Em termos funcionais, o livro, editado em 1984, serviu como exercício para o Nobel da Literatura poder retratar um Portugal a experienciar o seu Estado Novo, o seu nacionalismo (confundido com patriotismo) que ao contrário da desinformação hoje chegada a nós por parte da nossa educação, encontrava-se longe do dito apartidarismo durante a Segunda Guerra Mundial. Esse longo quadro de época preencheu as páginas de uma história insólita de um heterónimo que ganha vida acima do seu criador.

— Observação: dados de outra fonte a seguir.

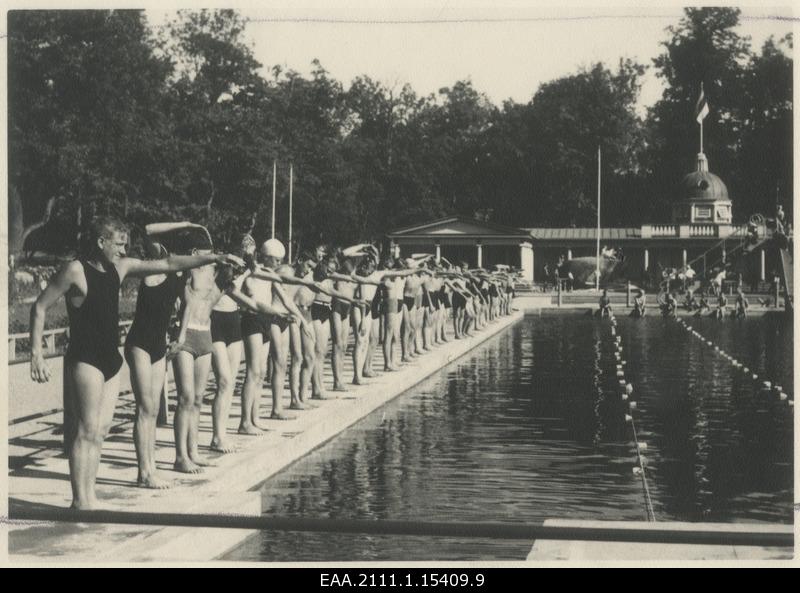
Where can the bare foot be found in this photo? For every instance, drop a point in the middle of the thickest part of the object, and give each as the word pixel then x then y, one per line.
pixel 201 461
pixel 153 482
pixel 250 430
pixel 186 466
pixel 89 505
pixel 219 446
pixel 323 396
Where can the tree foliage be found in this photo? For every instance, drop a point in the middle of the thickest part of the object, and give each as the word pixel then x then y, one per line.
pixel 106 115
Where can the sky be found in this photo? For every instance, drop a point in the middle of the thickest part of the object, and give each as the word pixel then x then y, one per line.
pixel 507 48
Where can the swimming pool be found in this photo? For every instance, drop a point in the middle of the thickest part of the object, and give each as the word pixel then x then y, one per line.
pixel 530 426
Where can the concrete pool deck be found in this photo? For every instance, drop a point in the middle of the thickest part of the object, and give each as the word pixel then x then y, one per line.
pixel 595 551
pixel 39 476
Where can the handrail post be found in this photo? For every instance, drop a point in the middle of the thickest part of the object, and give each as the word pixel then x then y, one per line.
pixel 560 282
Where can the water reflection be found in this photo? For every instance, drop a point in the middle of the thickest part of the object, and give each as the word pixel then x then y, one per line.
pixel 529 427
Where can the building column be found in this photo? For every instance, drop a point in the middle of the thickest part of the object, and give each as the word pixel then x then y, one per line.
pixel 526 260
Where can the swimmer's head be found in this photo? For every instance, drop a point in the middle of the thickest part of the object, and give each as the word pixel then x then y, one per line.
pixel 154 250
pixel 106 237
pixel 285 270
pixel 272 252
pixel 224 277
pixel 366 266
pixel 304 265
pixel 320 271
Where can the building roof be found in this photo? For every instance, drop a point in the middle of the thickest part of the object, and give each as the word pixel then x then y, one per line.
pixel 702 185
pixel 459 226
pixel 578 234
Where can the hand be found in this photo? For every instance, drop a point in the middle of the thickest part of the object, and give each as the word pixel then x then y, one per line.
pixel 40 372
pixel 173 348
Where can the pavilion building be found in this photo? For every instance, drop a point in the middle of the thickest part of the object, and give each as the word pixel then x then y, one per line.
pixel 701 234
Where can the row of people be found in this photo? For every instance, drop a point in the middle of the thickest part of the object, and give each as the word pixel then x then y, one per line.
pixel 253 306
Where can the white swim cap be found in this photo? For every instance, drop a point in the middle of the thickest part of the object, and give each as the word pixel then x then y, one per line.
pixel 274 248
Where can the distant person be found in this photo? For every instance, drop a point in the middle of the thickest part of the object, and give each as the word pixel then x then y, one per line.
pixel 90 286
pixel 780 220
pixel 670 306
pixel 741 305
pixel 639 304
pixel 691 302
pixel 605 305
pixel 702 305
pixel 722 306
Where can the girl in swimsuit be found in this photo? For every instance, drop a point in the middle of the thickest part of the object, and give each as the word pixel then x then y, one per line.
pixel 145 353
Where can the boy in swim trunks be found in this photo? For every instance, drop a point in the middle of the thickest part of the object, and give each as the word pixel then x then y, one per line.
pixel 90 286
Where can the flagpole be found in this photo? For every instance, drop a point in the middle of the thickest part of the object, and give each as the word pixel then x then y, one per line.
pixel 274 173
pixel 597 273
pixel 702 94
pixel 291 185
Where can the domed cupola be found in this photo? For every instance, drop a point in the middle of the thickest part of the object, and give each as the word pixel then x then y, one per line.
pixel 704 197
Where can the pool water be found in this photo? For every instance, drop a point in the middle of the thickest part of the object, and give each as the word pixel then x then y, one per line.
pixel 530 426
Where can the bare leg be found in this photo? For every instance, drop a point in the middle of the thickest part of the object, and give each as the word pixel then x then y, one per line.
pixel 225 362
pixel 391 335
pixel 339 345
pixel 202 366
pixel 93 398
pixel 279 346
pixel 372 343
pixel 309 345
pixel 254 377
pixel 296 350
pixel 361 321
pixel 183 369
pixel 322 331
pixel 146 381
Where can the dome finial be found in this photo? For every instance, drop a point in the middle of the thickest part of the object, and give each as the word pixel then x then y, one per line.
pixel 702 163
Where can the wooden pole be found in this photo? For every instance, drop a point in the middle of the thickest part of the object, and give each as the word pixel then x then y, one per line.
pixel 274 185
pixel 597 272
pixel 291 185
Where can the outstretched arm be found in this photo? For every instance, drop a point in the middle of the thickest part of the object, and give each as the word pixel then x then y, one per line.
pixel 67 277
pixel 130 266
pixel 158 228
pixel 254 305
pixel 319 287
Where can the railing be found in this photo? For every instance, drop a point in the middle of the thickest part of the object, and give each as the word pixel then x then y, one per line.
pixel 659 230
pixel 703 230
pixel 49 341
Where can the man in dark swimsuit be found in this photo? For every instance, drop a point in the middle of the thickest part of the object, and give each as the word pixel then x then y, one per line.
pixel 90 286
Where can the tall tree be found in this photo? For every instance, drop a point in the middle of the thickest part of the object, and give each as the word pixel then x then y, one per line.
pixel 85 115
pixel 704 48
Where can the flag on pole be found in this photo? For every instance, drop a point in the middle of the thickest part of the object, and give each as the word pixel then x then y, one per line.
pixel 701 108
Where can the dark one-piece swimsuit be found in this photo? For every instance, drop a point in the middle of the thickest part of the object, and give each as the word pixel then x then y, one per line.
pixel 154 308
pixel 94 326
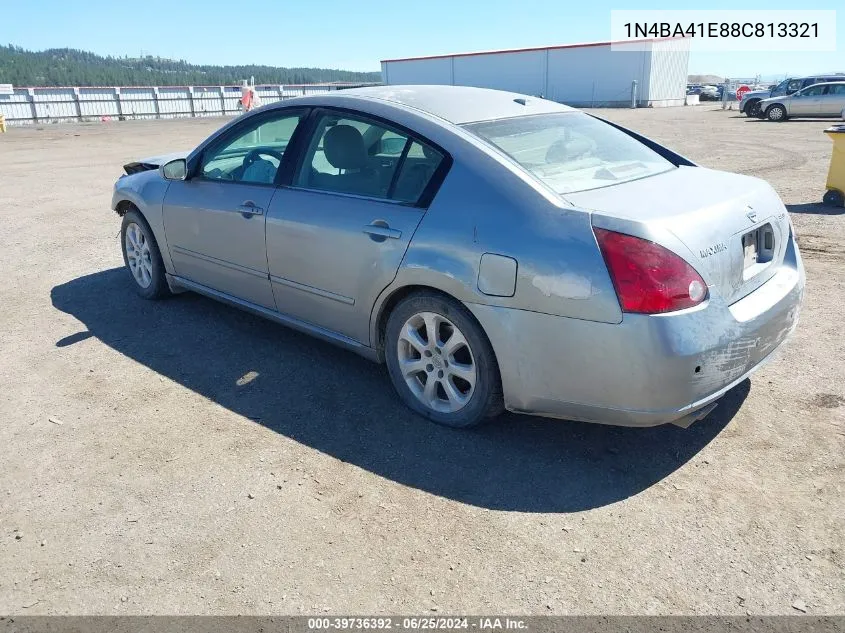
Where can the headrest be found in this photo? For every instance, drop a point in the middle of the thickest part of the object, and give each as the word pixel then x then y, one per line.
pixel 344 147
pixel 562 151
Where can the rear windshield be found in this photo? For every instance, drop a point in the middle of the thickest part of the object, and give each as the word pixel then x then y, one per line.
pixel 571 151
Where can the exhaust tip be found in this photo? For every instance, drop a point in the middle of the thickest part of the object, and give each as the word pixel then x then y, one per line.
pixel 688 420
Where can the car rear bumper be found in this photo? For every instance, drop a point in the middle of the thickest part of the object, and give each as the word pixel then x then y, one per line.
pixel 648 369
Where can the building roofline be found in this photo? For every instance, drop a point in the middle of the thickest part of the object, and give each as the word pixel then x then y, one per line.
pixel 530 49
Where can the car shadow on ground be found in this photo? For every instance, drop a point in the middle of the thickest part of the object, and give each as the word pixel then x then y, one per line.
pixel 814 208
pixel 343 405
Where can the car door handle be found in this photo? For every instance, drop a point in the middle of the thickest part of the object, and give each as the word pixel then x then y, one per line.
pixel 378 231
pixel 248 209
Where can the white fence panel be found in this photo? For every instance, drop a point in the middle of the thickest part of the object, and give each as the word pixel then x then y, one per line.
pixel 45 105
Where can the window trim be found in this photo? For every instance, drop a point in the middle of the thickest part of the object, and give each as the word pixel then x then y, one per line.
pixel 290 154
pixel 426 197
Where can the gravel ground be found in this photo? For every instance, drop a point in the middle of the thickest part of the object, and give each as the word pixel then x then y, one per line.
pixel 144 472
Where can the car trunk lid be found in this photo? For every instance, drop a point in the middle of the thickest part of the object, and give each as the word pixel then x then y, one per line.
pixel 734 227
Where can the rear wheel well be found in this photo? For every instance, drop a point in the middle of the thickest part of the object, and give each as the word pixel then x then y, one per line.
pixel 393 300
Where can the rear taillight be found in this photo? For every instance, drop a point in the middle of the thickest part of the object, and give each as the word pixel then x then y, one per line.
pixel 648 278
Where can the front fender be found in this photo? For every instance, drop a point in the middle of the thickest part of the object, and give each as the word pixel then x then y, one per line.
pixel 146 191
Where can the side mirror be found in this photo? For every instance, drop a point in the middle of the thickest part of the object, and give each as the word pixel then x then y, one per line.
pixel 175 170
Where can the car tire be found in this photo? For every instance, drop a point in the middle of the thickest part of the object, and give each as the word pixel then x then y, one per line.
pixel 752 107
pixel 142 256
pixel 776 113
pixel 833 198
pixel 467 387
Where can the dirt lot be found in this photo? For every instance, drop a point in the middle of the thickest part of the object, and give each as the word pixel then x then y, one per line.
pixel 169 487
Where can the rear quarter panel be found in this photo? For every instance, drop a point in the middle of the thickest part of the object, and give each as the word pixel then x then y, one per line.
pixel 487 205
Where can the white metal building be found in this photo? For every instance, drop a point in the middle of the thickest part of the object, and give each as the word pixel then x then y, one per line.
pixel 599 74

Aqui, a “criatura” dá-se pelo nome de Ricardo Reis, uma das criações de Fernando Pessoa e a qual, a não possuir um digno obituário, Saramago encarrega-se de tal tarefa, ao mesmo tempo que a subverte num delicioso paradoxo.

Quanto ao filme, Botelho prometeu um tom de fidelidade para com os escritos e sobretudo na ilustração do Portugal degradante, cinzento e chuvoso de outrora, que, segundo o próprio, aproxima-se dos tempos atuais. Banhado em tons cinzentos, fotografia, essa, que realça a negritude deste enclausuramento que se dá pelo nome de país, embarcamos ao mesmo tempo com Ricardo Reis (interpretado pelo veterano Chico Diaz) no porto de Lisboa, após anos e anos residido no Brasil. De volta à sua terra natal, o nosso protagonista assume-se como um indiferente politizado, cuja essa consciência é despertada através da carnalidade de Lídia (Catarina Wallenstein), a camareira do hotel onde se encontra hospedado, a Ofélia possível, visto que a projetada encontra-se em Marcenda (Victoria Guerra), jovem de classe alta com a particularidade de ter o braço esquerda paralisado, e o qual recusa o seu amor.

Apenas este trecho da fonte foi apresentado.